China had no timetable for a revaluation of its currency, People’s Bank of China Deputy Governor Guo Shuqing said.
“Foreign exchange policy (is toward) a market-based floating system...(we have) no timetable,” said Guo when asked by reporters when China would revalue the yuan.
Guo said central bank’s long-term goal for monetary policy was “sustainable growth, stable price, sound employment.”
Guo, who is also head of the State Administration of Foreign Exchange, was speaking to reporters on the sidelines of the Group of Ten meeting of central bankers from major industrialized and developing countries in Basel, Switzerland on Tuesday.
The yuan, also known as the renminbi, is pegged at about 8.28 to the U.S. dollar. China has come under heavy U.S. pressure to revalue the yuan as U.S. manufacturers say the Chinese currency is artificially cheap and this saps U.S. jobs and exports.
The Chinese Government has pledged to make the yuan more flexible through reforms, but to do so in its own time and without bowing to pressure from outside.
The yuan was also coming under upward pressure from massive inflows of foreign currency, the China Securities Journal quoted an official from the State Administration of Foreign Exchange as saying Monday.
In another development, Wei Benhua, vice director of the State Administration of Foreign Exchange, said Monday that growth in the country’s foreign exchange reserves posed challenges and the government would relax controls on capital inflows.

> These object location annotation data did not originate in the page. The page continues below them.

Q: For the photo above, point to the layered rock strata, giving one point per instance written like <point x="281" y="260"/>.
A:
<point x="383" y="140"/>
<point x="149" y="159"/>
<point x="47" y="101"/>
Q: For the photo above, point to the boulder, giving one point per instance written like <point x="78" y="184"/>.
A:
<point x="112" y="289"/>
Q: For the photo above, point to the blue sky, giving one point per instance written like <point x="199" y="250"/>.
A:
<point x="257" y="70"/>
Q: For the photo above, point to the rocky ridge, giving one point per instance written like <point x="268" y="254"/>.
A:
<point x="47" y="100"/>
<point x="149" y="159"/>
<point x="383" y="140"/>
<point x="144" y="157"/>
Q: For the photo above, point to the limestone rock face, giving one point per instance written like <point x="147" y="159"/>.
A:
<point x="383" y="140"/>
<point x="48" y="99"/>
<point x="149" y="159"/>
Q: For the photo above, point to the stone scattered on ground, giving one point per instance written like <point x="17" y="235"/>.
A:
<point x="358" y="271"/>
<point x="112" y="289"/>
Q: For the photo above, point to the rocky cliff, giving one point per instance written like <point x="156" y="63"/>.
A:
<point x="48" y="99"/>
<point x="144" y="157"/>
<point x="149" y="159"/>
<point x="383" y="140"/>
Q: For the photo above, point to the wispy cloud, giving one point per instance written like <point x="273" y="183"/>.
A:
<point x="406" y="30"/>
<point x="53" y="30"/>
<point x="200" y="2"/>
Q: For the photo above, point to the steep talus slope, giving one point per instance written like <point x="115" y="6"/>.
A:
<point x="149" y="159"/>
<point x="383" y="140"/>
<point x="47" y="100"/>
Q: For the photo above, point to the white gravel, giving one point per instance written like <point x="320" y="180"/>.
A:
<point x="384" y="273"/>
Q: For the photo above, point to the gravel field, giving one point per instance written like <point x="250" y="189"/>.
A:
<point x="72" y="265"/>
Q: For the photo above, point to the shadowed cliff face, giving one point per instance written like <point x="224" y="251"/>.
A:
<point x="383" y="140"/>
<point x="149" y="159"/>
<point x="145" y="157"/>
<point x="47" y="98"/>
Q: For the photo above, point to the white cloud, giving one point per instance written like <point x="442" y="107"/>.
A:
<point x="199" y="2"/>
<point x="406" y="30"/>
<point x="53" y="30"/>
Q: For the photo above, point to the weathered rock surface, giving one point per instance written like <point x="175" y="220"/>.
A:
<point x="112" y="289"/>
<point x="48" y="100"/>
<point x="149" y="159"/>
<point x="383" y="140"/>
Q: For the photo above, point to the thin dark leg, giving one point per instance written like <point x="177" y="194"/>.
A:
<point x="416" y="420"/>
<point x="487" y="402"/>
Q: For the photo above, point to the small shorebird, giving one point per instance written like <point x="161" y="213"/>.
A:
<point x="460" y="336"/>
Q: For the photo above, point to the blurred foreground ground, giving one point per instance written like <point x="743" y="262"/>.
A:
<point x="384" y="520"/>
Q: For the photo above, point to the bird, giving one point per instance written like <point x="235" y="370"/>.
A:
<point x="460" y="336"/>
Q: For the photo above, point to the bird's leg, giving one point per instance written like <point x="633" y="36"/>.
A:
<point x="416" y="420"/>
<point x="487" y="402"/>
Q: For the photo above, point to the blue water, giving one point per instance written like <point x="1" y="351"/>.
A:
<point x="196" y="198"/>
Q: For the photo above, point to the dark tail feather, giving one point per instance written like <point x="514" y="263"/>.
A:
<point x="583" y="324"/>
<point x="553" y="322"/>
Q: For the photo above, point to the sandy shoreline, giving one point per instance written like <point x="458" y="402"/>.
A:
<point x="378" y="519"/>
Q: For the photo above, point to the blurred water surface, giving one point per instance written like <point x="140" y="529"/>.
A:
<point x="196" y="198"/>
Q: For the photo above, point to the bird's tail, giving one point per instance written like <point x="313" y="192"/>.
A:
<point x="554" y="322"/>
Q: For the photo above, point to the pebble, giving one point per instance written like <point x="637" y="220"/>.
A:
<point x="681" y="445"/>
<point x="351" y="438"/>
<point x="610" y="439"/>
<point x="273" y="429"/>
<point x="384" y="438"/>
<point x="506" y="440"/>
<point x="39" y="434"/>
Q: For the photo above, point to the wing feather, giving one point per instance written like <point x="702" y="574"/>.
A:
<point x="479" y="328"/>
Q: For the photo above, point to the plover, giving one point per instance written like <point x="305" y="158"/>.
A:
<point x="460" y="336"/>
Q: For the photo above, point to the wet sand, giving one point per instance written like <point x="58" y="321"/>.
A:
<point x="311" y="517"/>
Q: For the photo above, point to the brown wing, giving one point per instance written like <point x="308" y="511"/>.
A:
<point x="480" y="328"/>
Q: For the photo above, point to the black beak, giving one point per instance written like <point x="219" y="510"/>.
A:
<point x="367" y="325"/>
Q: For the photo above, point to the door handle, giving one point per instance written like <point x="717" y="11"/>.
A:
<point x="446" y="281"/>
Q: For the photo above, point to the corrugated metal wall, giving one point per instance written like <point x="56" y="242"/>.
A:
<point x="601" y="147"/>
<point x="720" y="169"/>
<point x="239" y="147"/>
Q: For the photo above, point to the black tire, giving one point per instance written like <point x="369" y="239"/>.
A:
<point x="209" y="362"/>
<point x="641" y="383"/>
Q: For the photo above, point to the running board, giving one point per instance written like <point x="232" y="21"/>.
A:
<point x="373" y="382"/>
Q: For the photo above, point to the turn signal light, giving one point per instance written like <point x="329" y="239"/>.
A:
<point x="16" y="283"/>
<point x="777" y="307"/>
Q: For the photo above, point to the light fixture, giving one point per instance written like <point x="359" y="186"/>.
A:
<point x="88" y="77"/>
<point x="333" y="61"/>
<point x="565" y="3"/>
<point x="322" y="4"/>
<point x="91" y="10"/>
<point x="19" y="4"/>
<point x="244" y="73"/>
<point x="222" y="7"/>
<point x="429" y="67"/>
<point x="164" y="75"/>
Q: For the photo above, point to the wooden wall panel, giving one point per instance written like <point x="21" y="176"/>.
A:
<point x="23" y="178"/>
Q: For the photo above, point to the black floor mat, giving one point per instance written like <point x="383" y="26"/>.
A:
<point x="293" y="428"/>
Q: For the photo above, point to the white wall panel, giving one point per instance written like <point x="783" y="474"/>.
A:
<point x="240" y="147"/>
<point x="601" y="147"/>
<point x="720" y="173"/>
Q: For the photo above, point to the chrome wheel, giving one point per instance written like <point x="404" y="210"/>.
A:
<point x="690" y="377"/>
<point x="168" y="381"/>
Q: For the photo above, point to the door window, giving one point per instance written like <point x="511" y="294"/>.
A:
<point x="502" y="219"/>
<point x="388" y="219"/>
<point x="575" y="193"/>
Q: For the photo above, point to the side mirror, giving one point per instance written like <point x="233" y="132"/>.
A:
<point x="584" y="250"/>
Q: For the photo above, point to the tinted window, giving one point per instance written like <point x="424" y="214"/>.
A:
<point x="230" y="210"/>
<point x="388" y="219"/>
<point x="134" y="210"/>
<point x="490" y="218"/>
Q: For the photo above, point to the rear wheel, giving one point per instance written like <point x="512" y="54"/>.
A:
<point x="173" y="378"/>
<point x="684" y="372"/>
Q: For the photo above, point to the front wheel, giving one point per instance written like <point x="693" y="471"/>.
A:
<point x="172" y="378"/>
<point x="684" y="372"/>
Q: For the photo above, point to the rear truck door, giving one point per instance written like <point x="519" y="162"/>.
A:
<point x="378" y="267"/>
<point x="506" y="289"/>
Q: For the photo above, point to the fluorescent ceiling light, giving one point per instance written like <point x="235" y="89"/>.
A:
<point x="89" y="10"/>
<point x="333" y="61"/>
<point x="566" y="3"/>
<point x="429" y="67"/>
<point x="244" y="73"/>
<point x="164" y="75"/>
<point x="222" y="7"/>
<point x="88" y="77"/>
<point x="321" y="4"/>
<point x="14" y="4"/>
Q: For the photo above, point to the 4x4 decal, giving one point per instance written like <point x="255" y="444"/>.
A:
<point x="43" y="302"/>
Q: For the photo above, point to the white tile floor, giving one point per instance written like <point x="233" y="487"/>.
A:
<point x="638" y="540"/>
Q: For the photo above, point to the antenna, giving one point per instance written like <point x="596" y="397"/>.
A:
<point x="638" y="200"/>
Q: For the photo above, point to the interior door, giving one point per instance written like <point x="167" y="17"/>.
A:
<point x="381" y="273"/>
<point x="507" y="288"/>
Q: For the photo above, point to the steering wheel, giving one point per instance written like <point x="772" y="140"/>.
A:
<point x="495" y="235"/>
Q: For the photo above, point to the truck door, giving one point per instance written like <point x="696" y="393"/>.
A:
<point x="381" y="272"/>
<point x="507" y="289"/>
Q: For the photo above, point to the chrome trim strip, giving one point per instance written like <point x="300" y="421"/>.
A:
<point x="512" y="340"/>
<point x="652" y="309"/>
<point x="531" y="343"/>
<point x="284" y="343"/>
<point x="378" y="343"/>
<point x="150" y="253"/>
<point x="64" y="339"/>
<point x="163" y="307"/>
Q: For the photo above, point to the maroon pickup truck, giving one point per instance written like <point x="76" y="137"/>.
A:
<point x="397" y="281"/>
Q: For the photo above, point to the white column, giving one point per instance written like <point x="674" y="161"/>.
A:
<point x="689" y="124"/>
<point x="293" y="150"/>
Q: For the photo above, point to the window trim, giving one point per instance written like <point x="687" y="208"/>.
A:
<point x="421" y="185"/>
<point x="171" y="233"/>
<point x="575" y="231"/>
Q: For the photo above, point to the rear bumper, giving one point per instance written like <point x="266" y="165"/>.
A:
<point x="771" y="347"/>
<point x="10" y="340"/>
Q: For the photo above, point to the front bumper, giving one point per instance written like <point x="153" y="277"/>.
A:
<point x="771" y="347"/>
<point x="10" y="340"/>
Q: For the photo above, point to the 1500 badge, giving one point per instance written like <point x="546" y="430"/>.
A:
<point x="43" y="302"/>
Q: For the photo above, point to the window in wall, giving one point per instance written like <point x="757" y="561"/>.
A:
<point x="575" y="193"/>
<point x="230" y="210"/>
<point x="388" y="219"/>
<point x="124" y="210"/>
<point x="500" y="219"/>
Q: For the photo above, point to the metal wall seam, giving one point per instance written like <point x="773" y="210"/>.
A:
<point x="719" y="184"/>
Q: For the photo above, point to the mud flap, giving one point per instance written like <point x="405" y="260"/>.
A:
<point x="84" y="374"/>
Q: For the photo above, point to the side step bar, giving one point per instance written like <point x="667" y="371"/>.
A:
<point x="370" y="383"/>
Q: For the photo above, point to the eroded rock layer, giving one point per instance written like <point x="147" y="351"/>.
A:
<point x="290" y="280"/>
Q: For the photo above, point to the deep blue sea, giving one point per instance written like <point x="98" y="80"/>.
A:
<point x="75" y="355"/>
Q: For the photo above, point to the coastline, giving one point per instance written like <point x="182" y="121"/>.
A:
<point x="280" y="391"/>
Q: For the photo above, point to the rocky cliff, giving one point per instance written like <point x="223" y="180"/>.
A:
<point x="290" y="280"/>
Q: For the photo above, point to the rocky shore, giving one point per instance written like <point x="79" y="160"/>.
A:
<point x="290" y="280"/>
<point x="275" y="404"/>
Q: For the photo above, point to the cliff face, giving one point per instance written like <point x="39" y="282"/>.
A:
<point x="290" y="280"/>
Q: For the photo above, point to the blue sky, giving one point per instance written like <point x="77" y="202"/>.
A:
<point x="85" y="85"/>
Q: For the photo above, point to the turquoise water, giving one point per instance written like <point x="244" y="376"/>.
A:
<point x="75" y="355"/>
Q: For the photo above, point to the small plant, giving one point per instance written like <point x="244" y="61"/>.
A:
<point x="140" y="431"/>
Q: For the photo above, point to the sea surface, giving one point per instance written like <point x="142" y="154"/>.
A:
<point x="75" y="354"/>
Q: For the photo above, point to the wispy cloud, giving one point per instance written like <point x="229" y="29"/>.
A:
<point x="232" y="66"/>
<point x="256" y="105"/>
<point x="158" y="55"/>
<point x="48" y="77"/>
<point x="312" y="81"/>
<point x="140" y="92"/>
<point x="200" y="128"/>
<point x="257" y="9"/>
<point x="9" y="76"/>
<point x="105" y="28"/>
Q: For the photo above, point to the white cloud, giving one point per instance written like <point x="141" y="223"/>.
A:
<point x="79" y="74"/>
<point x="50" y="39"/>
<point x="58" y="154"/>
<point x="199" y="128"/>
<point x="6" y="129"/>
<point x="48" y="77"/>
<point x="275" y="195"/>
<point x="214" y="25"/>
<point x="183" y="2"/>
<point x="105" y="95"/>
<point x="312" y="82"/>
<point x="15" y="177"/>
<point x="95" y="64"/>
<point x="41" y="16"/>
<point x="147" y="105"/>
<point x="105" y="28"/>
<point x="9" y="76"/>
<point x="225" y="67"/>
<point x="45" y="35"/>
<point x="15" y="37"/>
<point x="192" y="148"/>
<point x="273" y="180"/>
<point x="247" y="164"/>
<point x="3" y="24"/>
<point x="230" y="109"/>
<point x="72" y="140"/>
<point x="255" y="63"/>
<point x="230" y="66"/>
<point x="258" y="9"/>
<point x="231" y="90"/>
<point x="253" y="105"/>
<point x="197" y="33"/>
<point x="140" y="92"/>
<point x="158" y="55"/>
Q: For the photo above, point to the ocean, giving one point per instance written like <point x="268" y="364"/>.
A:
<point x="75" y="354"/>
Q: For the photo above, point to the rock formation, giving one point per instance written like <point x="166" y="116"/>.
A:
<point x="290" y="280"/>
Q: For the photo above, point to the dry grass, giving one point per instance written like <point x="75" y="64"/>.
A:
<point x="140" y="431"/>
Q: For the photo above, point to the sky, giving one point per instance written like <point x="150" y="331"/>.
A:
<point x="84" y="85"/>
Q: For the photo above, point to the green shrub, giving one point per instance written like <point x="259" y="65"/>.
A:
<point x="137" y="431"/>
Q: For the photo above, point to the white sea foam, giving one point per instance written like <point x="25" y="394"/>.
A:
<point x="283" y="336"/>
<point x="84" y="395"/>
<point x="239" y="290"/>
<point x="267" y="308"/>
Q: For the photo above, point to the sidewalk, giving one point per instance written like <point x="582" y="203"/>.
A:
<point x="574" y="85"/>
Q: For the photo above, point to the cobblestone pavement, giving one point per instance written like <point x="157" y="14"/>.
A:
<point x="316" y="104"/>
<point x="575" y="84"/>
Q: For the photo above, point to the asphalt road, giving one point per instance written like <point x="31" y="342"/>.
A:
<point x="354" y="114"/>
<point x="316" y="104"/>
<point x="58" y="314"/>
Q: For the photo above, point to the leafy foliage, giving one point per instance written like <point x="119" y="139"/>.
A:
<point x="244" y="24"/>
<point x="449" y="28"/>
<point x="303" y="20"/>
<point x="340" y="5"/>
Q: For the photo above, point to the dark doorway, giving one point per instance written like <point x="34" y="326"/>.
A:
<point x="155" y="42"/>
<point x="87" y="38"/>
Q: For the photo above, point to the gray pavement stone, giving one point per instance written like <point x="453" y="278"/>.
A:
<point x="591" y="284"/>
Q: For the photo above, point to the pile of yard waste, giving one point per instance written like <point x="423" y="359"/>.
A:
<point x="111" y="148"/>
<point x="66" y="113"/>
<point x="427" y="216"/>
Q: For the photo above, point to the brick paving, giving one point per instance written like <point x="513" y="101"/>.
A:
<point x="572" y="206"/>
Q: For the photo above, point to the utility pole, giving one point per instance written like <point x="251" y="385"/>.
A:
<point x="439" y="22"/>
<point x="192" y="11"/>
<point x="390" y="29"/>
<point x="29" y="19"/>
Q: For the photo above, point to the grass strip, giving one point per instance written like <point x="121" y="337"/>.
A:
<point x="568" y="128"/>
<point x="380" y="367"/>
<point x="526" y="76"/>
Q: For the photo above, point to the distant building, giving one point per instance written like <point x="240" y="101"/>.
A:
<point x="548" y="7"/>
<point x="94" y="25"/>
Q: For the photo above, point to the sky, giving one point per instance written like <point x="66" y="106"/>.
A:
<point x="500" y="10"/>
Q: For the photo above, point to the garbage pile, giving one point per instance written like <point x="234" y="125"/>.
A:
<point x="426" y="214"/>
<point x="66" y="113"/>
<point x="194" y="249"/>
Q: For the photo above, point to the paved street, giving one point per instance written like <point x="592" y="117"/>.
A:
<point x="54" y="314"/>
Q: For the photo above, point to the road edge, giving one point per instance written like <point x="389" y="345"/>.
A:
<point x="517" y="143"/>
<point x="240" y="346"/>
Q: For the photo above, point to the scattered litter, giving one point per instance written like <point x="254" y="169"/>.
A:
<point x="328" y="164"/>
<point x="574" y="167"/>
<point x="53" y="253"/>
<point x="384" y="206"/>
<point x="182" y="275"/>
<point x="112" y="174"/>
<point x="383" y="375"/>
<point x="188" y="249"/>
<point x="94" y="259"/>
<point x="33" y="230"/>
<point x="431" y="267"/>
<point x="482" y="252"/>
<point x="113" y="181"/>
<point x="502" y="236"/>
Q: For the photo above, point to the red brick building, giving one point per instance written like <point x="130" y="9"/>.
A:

“Rapid, sharp growth in the size of foreign exchange reserves has triggered challenges,” the State Administration of Foreign Exchange quoted Wei as saying on its Web site.
“Under the premise of effectively controlling risk, we will selectively and gradually relax controls on cross-border capital deals to help gradually fulfil the yuan’s convertibility on the capital account,” Wei was quoted as saying.